Depois do século XI, com o aparecimento das universidades em Paris, Oxford, Coimbra, Salamanca, Colônia e outras, surgiram também os cursos de Direito, Medicina e, mais tarde, o curso de Artes e Ofícios. Foi no ambiente cultural dessas escolas e primeiras universidades que surgiu uma produção intelectual de caráter filosófico-teológico que passou a ser chamada de Escolástica. Com o movimento das Cruzadas e a reabertura do Mar Mediterrâneo para o comércio com o Oriente, intensificaram-se os contatos com o mundo bizantino e a cultura muçulmana. Os europeus traduzem várias obras de Aristóteles e seu pensamento penetra rápida e profundamente nas reflexões dos escolásticos. O aristotelismo foi adaptado aos princípios do cristianismo e, apesar de ser inicialmente condenado, acabou embasando o pensamento adotado pela Igreja Católica.
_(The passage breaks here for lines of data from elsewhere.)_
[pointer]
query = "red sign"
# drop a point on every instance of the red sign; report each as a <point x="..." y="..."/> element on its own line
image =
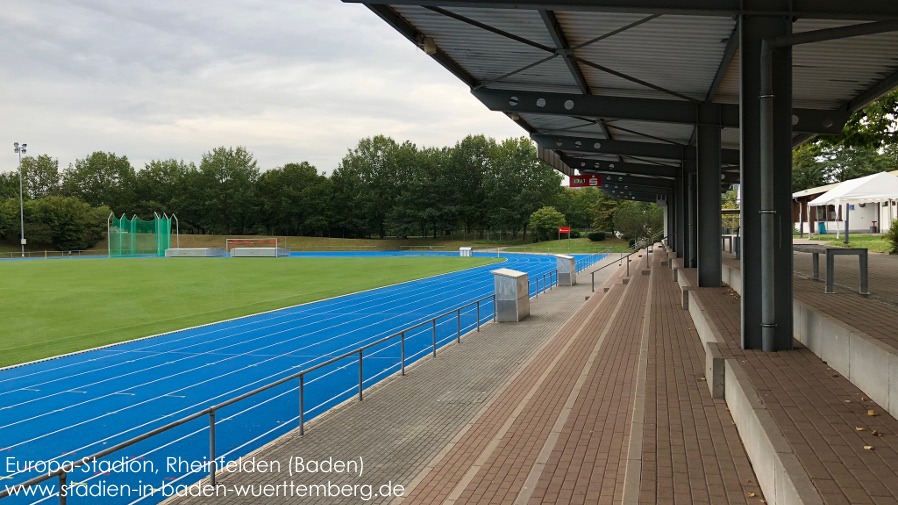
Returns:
<point x="586" y="181"/>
O renascimento comercial e urbano na Europa, por outro lado, trazia consigo o surgimento de uma nova classe social, a burguesia, e com ela uma nova visão do homem, do mundo e da vida. Novos valores, novas idéias e novas demandas que prenunciavam o nascimento do mundo moderno. Nas universidades, inicialmente dominadas pela teologia, aos poucos nasceu um pensamento crítico e especulativo, e o estudo da lógica ganhou força, embora a questão central do pensamento escolástico tenha sido sempre o desafio de conciliar a fé com a razão, a religião com a filosofia. Um dos grandes temas da filosofia medieval, que envolveu inúmeras “disputas” e a intermináveis polêmicas, foi a chamada “Questão dos Universais”, ou seja, a relação existente entre as palavras (ou conceitos) e as coisas que elas representam.